Il giovane si sedette accanto a Francesca, non
tanto vicino da toccarla, ma nemmeno tanto lontano da non essere raggiunto da
un micidiale impasto: l’odore di una colonia di gran marca con quello di
un corpo accaldato di giovane donna.
«Giovanni, avvicìnati, passami un braccio intorno
alle spalle; vieni, stiamo un po’ guancia a guancia.»
Giovanni eseguì con crescente turbamento e
azzardò un bacio sulla guancia della ragazza.
Con uno scatto improvviso, Francesca saltò a
cavalcioni su Giovanni, gli afferrò la nuca, pretese di essere baciata sulla
bocca con energia e innescò un’azione che, nonostante il diaframma degli
indumenti, spossò entrambi in pochi minuti.
Mentre i due giovani, strettamente
abbracciati, cercavano di mettere ordine nei rispettivi stati d’animo, squillò
il telefono.

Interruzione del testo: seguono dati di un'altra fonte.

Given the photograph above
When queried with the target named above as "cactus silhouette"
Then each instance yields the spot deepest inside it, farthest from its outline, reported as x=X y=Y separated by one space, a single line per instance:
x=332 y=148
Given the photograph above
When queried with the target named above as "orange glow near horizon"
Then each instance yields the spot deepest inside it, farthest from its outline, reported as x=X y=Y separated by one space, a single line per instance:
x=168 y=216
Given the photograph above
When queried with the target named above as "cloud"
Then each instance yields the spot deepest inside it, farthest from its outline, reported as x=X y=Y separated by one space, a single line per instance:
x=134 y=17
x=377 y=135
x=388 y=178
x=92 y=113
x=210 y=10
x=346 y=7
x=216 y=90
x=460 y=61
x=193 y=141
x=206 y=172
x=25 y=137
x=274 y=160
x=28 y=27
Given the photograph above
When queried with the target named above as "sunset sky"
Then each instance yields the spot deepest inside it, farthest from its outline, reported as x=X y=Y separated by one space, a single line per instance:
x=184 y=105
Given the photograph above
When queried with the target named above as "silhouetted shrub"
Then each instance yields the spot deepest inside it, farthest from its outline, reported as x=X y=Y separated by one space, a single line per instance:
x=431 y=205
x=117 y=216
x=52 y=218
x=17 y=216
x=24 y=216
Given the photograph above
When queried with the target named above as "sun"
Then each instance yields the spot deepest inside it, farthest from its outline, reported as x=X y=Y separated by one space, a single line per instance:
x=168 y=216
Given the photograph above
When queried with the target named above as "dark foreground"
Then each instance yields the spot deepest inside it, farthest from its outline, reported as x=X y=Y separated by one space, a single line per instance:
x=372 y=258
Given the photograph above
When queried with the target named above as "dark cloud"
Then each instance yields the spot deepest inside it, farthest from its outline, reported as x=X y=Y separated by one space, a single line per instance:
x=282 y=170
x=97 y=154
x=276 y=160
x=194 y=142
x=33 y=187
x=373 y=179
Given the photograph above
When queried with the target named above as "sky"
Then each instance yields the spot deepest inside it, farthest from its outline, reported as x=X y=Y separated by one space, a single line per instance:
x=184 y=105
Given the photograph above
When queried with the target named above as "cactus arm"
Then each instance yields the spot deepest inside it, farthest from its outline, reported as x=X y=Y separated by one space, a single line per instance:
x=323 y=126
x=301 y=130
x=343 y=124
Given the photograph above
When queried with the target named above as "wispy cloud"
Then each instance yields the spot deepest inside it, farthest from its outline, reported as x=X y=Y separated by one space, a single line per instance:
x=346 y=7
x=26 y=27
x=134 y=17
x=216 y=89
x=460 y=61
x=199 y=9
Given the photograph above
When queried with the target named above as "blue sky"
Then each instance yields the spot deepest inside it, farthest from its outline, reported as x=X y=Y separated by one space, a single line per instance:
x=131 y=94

Francesca si sciolse dall’abbraccio e andò a rispondere nell’altra
stanza.
Il silenzio reso profondo dalla neve, l’udito perfetto
di Giovanni e l’imprudenza (?) di Francesca consentirono al giovane di captare
le seguenti parole: «Stefano, stai tranquillo, sai che amo solo te e desidero
solo te… Adesso ti saluto.. ciao, ciao, ciao.»
ANA CLARA
Un funzionario comunale, trascurato dalla
moglie, trova il modo di superare lo sconforto.
ino
Serranti, dottore in scienze politiche, è un funzionario del Comune di Roma
che, alla soglia dei cinquant’anni, sta attraversando un periodo difficile.
La
moglie Tiziana, da quando è diventata nonna, trascorre lunghi periodi a Milano,
dove risiede la figlia. I periodi di lontananza si sono fatti sempre più lunghi
e, nei brevi rientri a Roma, Tiziana si mostra sempre più fredda col marito.
Dino
ha cercato di parlare alla moglie del proprio disagio per la piega che ha preso
il loro matrimonio, ma ha ricevuto una dura risposta: «Méttiti in testa che Valeria mi preme più di
te. Sono ancora giovane e posso aiutarla
a tirare su il bambino senza che sia costretta a sacrificare la sua professione.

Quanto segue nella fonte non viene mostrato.